做鲜肉虾仁儿馄饨,已经不全是为了给客人吃了,是为了防那馄饨铺子。
李掌柜连连点头,“好,我明儿早上买过来。”
虾不便宜,再算上个羊肉汤粉,铺子也是有两样撑得起门面的东西了。
不过等晚上生意忙完,客人都走了,姜然又变了卦,和他道:“虾先不买了,你备一些马蹄,能削皮直接给削了。”
多花几文钱的事,省得回来收拾。
李掌柜听吩咐办事,也没问为啥,大约就是不想做了,“好,这个好说。”
铺子都忙活完,姜然才有空去见赵敬松。
赵敬松晚上吃了粉,在铺子帮了半天忙,月底人多,姜然本来还想请两个短工过来,赵敬松一来正好顶上。
不过她又担心赵敬松忙活这些耽误功课,“你该早点回去读书的。”
赵敬松道:“这你不用担心,在国子监待了一个月,我想换换脑子。没别的事儿了吧,我送你回去。”
李掌柜还在看账本,明儿又要发月钱,他这两日走得都晚,“公子小娘子先走吧,我锁门。”
赵敬松一出门,姜然就上马了,她熟练许多了。
赵敬松牵着缰绳,“明儿我回庄子一趟,把阿娘接过来陪你住几日,我怕那人怀恨在心。”
姜然点点头,“也好,你看明天上午能不能在院墙上弄点碎瓷片。”
瓷片好说,找碗盘子在地上一摔就行了。
她见有的人家院墙上就嵌了这个,防贼用的,自然也能防有人使坏。
就是委屈大吉了,没法儿再上墙趴着睡觉了。
赵敬松点点头,“放心,包在我身上。
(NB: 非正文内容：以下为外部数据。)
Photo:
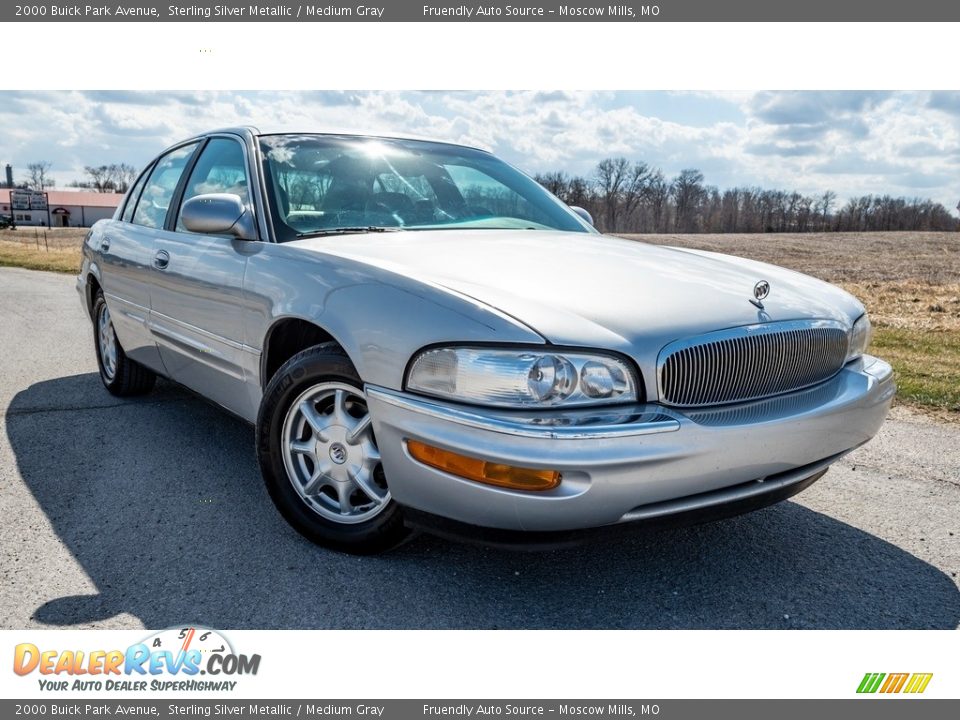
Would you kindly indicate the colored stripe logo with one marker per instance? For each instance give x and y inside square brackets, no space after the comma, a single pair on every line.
[913,683]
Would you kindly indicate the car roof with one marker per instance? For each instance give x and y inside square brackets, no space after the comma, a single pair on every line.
[340,132]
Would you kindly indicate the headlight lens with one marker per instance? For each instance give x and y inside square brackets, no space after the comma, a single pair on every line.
[860,335]
[521,378]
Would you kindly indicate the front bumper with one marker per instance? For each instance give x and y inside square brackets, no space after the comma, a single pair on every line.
[644,462]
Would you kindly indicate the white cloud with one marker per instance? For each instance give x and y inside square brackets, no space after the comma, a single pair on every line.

”
他没有提吴夫人为她相看的事,也没提自己见过许郎君。不过他心里想着,姜然铁定看不上那人。
一个弟弟,两个妹妹,又是长子,三房就两人。
夜风微凉,天上星子沉沉。
赵敬松开口道:“若是为你相看,你喜欢什么样的男子?”
姜然眨眨眼睛。
眼下八月底,半只脚都迈进九月了,再有四个月又过年了,姜然就要再长一岁,等过了生辰就及笄……
姜杏就是十六成亲的。
她想晚点儿嫁人,但议亲或许该提上日程,不然晚点好的萝卜都被人挑走了。
可她思来想去,也没想好自己要嫁什么人,便道:“总之不能比你差。”
姜然在心中想,赵敬松其实很不错。能担事,样貌呢也不差。功课好、聪明、会读书。
很多事都是默默地做,从来不会邀功。便是认回侯府这样的大事,好像只有两次,在她面前露出脆弱的一面,一是回庄子,后头就是问他累不累,他说了句有点累。
各种杂事突然冒出来,跟藤蔓似的缠上他,让赵敬松喘不上来气。那个时候姜然知道该劝赵敬松回侯府,可是心底又希望他留下多吃点饭,轻快些。
赵敬松很好。
珠玉在前,姜然嫁人,总不能随随便便就嫁了吧。
或许像赵敬松一样好的少有,但总不能差太多。尤其是品性,在姜然看来,品性最要紧。没准儿成亲之后会发生许多事,只要品性好,她日子都不会太差。
别的……她道:“别盲婚哑嫁就成,就是得多见几面。”
她还接受不了跟一个完完全全的陌生人同处在一个屋檐下。
其实说实话,她觉得像姜杏刘成梁那样就挺好。刘成梁现在又瘦了些,模样也不错,挺惦记姜杏的。
平日见得多,不过也会吵几句,朝夕相对,哪儿能全是甜呢。不过想想二人吵架的缘由,不过是为了蒸包子调馅儿这些,她觉得还有点小孩吵架。